Mokume Gane - 木目金
… is a traditional Japanese forging technique and its name refers to the unique appearance of the end product: Mokume stands for wood grain and Gane is the metal. The technique developed from the forging of multi-layered Damas-steel, which was originally meant to combine flexibility and strength of different metals for the blade of a sword or knife. It was further applied as non-ferro (iron) decoration for the Tsuba, the guards of valuable samurai swords. Today the technique is mainly used for jewellery and pieces of art, such as vases, ornate cups and others.The exclusivity of the technique is that through a long forging and forming process, I can generate unique pattern and thus give jewellery a rare charisma.
For examples of my work, see here.
Goldsmiths do not commonly use this forging technique, as it is rather labour-intensive, but also not widely known. In the following explanation you will get a first impression of the process that normally would stretch over one or two weeks. The goal of the process is to create from very thin sheets of different metals a block that despite of the different physical properties of the alternating layers becomes one solid piece. The patterns of the later jewellery are created using the layered metal block as basis.
The layers used to actively design the Mokume are all non-ferro metals such as gold, platin, copper, silver, brass, tombak, Shakudo, Shibichi and more. Applying heat and pressure the surface of the thin metal sheets are melting and such creating a solid block. The physical bonding of the layers is based on the principle of diffusion. The amount of layers can be up to 30 and the thickness per metal sheet is between 0.2 and 3 mm. Through different methods of milling and drilling, filing, etching and continuously forging the block towards a thinner form, I can create surface pattern similar to those naturally emerging in wood grains.
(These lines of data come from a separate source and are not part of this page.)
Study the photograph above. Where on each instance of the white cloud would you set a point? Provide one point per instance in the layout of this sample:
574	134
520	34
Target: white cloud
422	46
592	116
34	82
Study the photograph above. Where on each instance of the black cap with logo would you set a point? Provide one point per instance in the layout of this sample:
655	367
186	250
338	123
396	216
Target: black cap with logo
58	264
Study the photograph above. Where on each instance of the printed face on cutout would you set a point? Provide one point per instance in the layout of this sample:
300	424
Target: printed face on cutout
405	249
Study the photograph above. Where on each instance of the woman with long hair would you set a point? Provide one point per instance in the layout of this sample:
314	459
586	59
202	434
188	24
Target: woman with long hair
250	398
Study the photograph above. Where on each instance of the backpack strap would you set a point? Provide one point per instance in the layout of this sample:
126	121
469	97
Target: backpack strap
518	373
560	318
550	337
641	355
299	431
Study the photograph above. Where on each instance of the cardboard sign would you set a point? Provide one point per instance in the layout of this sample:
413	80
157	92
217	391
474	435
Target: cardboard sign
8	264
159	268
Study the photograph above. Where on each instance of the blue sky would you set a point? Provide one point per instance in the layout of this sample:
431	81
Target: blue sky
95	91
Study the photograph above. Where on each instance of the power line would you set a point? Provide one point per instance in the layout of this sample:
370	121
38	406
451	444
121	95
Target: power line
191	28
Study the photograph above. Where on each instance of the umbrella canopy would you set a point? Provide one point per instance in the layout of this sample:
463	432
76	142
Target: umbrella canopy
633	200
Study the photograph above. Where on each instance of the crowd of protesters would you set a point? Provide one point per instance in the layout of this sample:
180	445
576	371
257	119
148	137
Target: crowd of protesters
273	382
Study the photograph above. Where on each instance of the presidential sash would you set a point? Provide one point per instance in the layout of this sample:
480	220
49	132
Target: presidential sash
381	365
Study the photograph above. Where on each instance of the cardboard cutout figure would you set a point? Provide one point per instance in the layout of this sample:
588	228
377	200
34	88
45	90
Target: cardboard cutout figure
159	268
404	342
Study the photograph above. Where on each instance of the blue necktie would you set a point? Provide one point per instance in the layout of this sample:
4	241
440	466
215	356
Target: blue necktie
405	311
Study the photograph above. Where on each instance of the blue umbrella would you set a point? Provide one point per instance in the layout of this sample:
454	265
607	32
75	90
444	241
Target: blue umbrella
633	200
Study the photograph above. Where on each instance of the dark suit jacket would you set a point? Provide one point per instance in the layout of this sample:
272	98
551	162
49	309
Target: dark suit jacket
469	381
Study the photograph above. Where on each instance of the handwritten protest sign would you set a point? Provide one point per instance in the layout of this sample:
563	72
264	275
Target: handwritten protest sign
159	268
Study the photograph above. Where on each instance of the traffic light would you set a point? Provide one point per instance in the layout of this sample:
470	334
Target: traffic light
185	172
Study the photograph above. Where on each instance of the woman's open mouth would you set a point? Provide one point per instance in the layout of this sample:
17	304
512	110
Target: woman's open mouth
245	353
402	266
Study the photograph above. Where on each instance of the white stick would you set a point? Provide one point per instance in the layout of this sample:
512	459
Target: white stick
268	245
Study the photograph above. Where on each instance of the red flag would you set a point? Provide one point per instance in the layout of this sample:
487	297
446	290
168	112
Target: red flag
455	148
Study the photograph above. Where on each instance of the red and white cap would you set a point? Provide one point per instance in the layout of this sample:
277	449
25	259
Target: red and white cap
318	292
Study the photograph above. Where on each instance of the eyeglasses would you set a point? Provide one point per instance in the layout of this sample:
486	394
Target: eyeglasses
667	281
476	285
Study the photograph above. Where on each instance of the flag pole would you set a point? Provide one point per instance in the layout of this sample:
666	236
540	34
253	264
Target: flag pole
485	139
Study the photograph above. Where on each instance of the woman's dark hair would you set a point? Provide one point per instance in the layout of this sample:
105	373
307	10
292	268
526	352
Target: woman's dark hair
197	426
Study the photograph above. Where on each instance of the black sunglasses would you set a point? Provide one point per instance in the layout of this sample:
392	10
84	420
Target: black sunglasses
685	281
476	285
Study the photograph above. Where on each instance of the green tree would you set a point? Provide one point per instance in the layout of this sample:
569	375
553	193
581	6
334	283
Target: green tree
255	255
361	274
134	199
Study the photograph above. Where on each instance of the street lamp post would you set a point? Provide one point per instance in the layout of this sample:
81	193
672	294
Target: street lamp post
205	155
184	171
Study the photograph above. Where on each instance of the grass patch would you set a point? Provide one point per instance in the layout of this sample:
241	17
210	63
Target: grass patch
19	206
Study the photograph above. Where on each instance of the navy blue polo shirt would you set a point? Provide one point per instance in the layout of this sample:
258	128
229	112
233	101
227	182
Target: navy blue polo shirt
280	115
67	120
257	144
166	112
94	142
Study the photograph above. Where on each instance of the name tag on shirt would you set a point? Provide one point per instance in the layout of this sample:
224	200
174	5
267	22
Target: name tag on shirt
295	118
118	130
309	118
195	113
As the goldsmith has to manually forge the metal block thinner without loosing the cohesion between the layers, it is a very lengthily and labour-intensive process. The lines and patters emerging on the surface of the metal will have eventually a highly organic character. A metal plate created in such a process can now be further used for an exclusive piece of jewellery. Eventually the contrast between the different metals can be increased by oxidising or through the application of special stains.